HACE POCO, un amigo mío muy querido, Carlos Sebastián, me vio hablando con el mayor, Javier, y le llamó la atención que lo hiciéramos con las manos entrelazadas. Me dijo que envidiaba unas relaciones así entre hermanos, tan afectivas y confiadas.

En esos días pasé además por Guadalix, que celebraba sus fiestas, y olí a toros. Como sabéis, porque hemos sido criados todos los septiembres de nuestra infancia y adolescencia en medio de ese olor en las fiestas de Navalcarnero, tienen un aroma muy peculiar.

Con ese olor a toros, a tierra mojada y a multitud, la adrenalina se me vuelve a disparar. Allá donde lo encuentre, me vuelven las ganas de saltar la valla y sentir miedo por todo el cuerpo.
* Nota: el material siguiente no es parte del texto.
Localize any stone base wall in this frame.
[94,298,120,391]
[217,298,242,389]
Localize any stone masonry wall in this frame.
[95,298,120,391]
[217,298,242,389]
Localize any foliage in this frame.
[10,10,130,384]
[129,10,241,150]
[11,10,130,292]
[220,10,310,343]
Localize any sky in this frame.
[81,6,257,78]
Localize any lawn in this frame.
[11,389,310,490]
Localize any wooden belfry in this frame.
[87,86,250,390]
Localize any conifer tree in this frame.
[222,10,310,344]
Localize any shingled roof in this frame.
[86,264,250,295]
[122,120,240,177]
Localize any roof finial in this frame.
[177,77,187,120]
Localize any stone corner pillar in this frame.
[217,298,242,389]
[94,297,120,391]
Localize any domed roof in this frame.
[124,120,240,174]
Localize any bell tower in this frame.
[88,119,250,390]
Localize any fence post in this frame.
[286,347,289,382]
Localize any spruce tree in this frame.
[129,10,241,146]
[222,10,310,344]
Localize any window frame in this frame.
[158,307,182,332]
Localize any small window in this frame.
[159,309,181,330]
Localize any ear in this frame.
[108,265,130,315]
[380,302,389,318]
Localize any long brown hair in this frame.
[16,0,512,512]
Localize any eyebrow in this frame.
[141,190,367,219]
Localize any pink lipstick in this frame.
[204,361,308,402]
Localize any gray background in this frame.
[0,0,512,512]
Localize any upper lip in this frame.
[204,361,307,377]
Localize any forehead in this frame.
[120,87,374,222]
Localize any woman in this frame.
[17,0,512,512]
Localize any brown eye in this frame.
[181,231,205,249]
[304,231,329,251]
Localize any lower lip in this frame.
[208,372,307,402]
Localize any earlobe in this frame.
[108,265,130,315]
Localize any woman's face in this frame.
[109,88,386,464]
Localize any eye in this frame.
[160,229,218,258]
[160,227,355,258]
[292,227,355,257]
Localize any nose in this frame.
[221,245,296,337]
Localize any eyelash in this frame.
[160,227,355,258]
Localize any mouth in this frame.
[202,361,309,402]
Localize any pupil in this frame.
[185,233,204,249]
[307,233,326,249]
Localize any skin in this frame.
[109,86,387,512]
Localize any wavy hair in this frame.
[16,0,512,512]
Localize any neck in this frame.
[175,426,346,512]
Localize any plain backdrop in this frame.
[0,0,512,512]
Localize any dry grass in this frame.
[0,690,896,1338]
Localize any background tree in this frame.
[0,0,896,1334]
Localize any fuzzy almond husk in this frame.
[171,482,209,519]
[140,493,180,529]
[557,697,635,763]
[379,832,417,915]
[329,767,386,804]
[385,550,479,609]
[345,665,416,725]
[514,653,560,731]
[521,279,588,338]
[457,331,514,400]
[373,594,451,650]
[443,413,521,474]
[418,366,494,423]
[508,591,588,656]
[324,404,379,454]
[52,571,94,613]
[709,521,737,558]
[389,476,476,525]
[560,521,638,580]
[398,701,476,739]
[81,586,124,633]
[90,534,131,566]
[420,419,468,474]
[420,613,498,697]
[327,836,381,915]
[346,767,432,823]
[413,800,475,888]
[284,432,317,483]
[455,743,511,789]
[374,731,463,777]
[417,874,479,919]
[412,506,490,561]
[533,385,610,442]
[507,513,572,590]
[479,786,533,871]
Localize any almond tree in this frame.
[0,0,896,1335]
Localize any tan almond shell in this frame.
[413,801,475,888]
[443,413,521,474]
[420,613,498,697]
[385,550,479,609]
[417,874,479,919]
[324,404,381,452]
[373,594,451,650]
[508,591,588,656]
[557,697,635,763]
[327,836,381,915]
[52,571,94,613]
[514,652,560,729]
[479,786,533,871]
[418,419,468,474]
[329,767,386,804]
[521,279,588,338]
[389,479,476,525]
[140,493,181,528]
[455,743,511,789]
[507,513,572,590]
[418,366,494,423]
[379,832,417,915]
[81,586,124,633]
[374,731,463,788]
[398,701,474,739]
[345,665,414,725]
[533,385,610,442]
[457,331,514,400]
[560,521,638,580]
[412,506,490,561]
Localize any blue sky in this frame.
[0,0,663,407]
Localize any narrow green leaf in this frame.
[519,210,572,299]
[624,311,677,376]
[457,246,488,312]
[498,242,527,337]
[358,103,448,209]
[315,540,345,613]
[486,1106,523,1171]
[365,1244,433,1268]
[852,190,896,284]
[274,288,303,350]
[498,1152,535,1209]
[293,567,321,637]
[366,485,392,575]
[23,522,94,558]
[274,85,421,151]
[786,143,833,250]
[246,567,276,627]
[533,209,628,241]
La primera vez que lo hice tuve que vencer no solo el miedo, sino sobre todo la expectación despertada entre vosotros, nuestros padres y los vecinos: iba a correr los toros por primera vez, como habían hecho antes los mayores. Era un acontecimiento y yo realmente estaba aterrado. Javier, Jose, me dabais consejos, y las hermanas me decíais que no era obligatorio correr, que nadie iba a pensar que yo era un gallina por eso. Nuestros padres fingían que su desautorización era absoluta, pero todo eso significaba que sería una gran decepción si no me echaba a la calle delante de aquellos bichos de 400 kilos, que volaban más que corrían.

Después de una noche sin dormir superé la prueba, supongo que más mal que bien, y desde luego sin destacar entre los corredores. Había tantos que celebré como un loco que una de vosotras me hubiera visto. Con un testigo valía para no tener que repetir la barbaridad.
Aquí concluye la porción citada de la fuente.